Smaller, regional builders — often providers of affordable housing — are most at risk, with many unable to absorb such cost shocks.
3. Labor Force Squeeze
As noted in my previous post on proposed policies, deportations threaten a key slice of the housing labor force:
- Immigrant workers account for 24% of U.S. construction labor; 13% of those are undocumented.
- With 400,000 unfilled positions pre-2025, losing even one-quarter of immigrant labor could drive construction wages up by 10–15%, particularly in labor-intensive trades like drywall, roofing, and concrete.
- Delays are mounting: some medium-sized builders report project timelines extending by 4–6 weeks, meaning delayed move-ins, lower turnover, and tighter supply pipeline.

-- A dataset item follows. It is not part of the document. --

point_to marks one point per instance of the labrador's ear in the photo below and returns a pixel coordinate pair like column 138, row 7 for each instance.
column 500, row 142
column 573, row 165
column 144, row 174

- Higher labor, material, and regulatory costs cumulatively piggyback to deter new starts — pushing housing starts closer to historic lows.
4. Why the Fed Isn’t Cutting Aggressively
Mortgage rates follow the 10-year Treasury yield plus a risk spread — and that spread is currently elevated at ~2.3% (historic average ~1.75%).
The July PPI rose 0.9% m/m (+3.3% y/y), with much driven by goods costs — including tariff-affected inputs. Cutting aggressively now risks validating inflation expectations and pushing yields higher. The Fed is instead signaling smaller, measured cuts, aiming to avoid reigniting price pressures.
5. U.S. vs. Other Major Economies
- U.S. inflation: ~4% mid-2025 vs Eurozone ~2.5%, Japan ~1%, UK ~3.5%.
- Goods inflation: ~5.5% in the U.S. vs ~2–3% abroad, with tariffs a key driver.
- Many peer economies have begun gradual rate cuts; the Fed remains cautious due to higher domestic inflation and elevated bond term premiums.
6. Stock Market ≠ Economic Health

While the stock market is holding up:
- Top 10% of households own ~89% of all U.S. stock wealth; the top 1% alone hold 54%.
- Gains don’t translate into affordability relief for most Americans.
- The S&P 500 can hit records while housing affordability hits lows — these metrics are not linked for the median household.
7. Affordability Compression
- Mortgage rates: 6.5–7%, double pre-pandemic levels.
- Materials costs: Up 10–25% depending on category (copper +40%, steel +20%).
- Labor costs: Rising 10–15% in many regions.
- Combined effect: Home prices rising 3–5% and mortgage payments up 20–30% for the same loan amount.
8. What to Watch

- 10-year Treasury yield — A 0.25% drop can shave ~0.25–0.50% off mortgage rates.
- Mortgage–Treasury spread — Falling from 2.3% toward 1.8% would offer relief even without yield drops.
- Tariff updates — Exemptions or rollbacks could lower costs in weeks.
- Construction labor data — Wage trends and workforce size will impact build rates.